P&T News: December 2004
Kevin Bebout, R.Ph.
Peer Review Status: Internally Peer
Reviewed
During fiscal year 2003-2004, the Pharmacy and Therapeutics (P&T) Subcommittee reviewed 360 adverse drug reaction (ADR) reports submitted directly through the Adverse Drug Reaction Reporting Program; beginning in March 2004, an additional 223 ADR notifications were automatically submitted electronically to the UIHC ADR Reporting Program via INFORMM Patient Record (IPR). From all of these reports, 25 were subsequently submitted to the Food and Drug Administration (FDA) via the MedWatch Program because they were identified as severe, unusual, or occurring with a newly marketed drug.
During the year, the ten most frequently reported causative agents were: phenytoin, carboplatin, warfarin, vancomycin, heparin, eptifibatide, levofloxacin, enoxaparin, morphine, and piperacillin/tazobactam. (See Figure 1 for a summary of the agents and drug classes associated with ADRs.) As in years past, anti-infective agents and drugs that affect the central nervous system were associated with over one half of all ADR reports submitted directly to the UIHC ADR Reporting Program.

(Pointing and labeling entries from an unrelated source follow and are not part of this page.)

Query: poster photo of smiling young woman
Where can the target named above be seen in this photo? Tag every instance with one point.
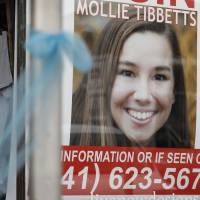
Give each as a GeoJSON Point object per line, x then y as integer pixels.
{"type": "Point", "coordinates": [141, 90]}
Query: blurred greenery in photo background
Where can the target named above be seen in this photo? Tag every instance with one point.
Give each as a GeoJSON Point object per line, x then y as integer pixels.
{"type": "Point", "coordinates": [89, 28]}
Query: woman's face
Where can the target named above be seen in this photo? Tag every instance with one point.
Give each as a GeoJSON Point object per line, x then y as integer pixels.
{"type": "Point", "coordinates": [142, 93]}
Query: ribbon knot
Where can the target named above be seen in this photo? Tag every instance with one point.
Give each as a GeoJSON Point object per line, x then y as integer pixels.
{"type": "Point", "coordinates": [48, 47]}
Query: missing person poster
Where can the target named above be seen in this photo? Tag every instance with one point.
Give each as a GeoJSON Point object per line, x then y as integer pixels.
{"type": "Point", "coordinates": [134, 131]}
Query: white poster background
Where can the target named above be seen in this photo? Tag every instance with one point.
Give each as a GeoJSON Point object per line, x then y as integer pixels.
{"type": "Point", "coordinates": [68, 25]}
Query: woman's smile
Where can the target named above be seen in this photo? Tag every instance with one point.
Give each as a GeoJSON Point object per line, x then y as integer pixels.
{"type": "Point", "coordinates": [140, 116]}
{"type": "Point", "coordinates": [143, 90]}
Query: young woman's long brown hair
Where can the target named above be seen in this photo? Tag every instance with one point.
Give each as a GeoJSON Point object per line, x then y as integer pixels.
{"type": "Point", "coordinates": [92, 123]}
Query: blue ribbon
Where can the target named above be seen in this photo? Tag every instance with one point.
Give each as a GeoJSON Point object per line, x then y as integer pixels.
{"type": "Point", "coordinates": [47, 46]}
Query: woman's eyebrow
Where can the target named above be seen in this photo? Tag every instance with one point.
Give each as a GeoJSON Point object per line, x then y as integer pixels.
{"type": "Point", "coordinates": [127, 63]}
{"type": "Point", "coordinates": [163, 68]}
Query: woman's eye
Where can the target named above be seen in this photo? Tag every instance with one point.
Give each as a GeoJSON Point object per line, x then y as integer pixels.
{"type": "Point", "coordinates": [127, 73]}
{"type": "Point", "coordinates": [160, 77]}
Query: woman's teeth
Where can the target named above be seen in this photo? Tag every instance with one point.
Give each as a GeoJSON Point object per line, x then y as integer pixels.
{"type": "Point", "coordinates": [140, 115]}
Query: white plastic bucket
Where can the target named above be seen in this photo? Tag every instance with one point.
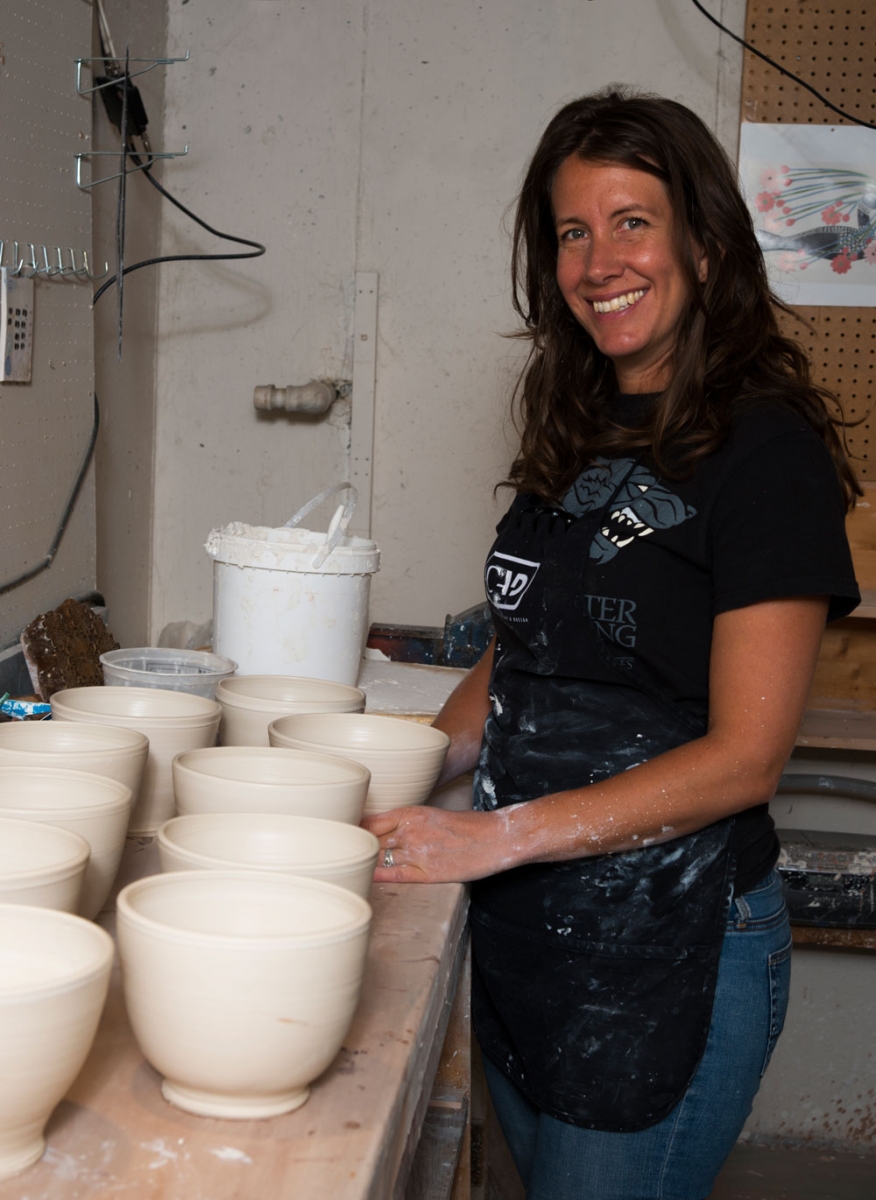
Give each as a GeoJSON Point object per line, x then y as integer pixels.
{"type": "Point", "coordinates": [289, 600]}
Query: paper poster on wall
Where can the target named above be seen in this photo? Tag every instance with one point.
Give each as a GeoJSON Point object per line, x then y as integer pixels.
{"type": "Point", "coordinates": [811, 191]}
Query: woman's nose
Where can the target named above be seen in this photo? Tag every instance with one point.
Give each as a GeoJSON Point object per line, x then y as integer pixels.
{"type": "Point", "coordinates": [603, 261]}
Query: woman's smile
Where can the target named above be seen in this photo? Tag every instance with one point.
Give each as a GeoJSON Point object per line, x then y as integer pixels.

Within these two therapeutic drug classes, penicillins were identified 22 times, cephalosporins 21 times, and opioids 20 times. It should also be noted that anticoagulants and blood formation modifying drugs were likewise associated with a substantial number of adverse reactions (47 reports total).

The Important Role of Health Care Professionals
All health care professionals must perform vigilant post-marketing surveillance in order to continue the necessary monitoring after new agents reach the market. New data are used to update the prescribing information of recently approved agents and, in some cases, drug entities that have been marketed for years.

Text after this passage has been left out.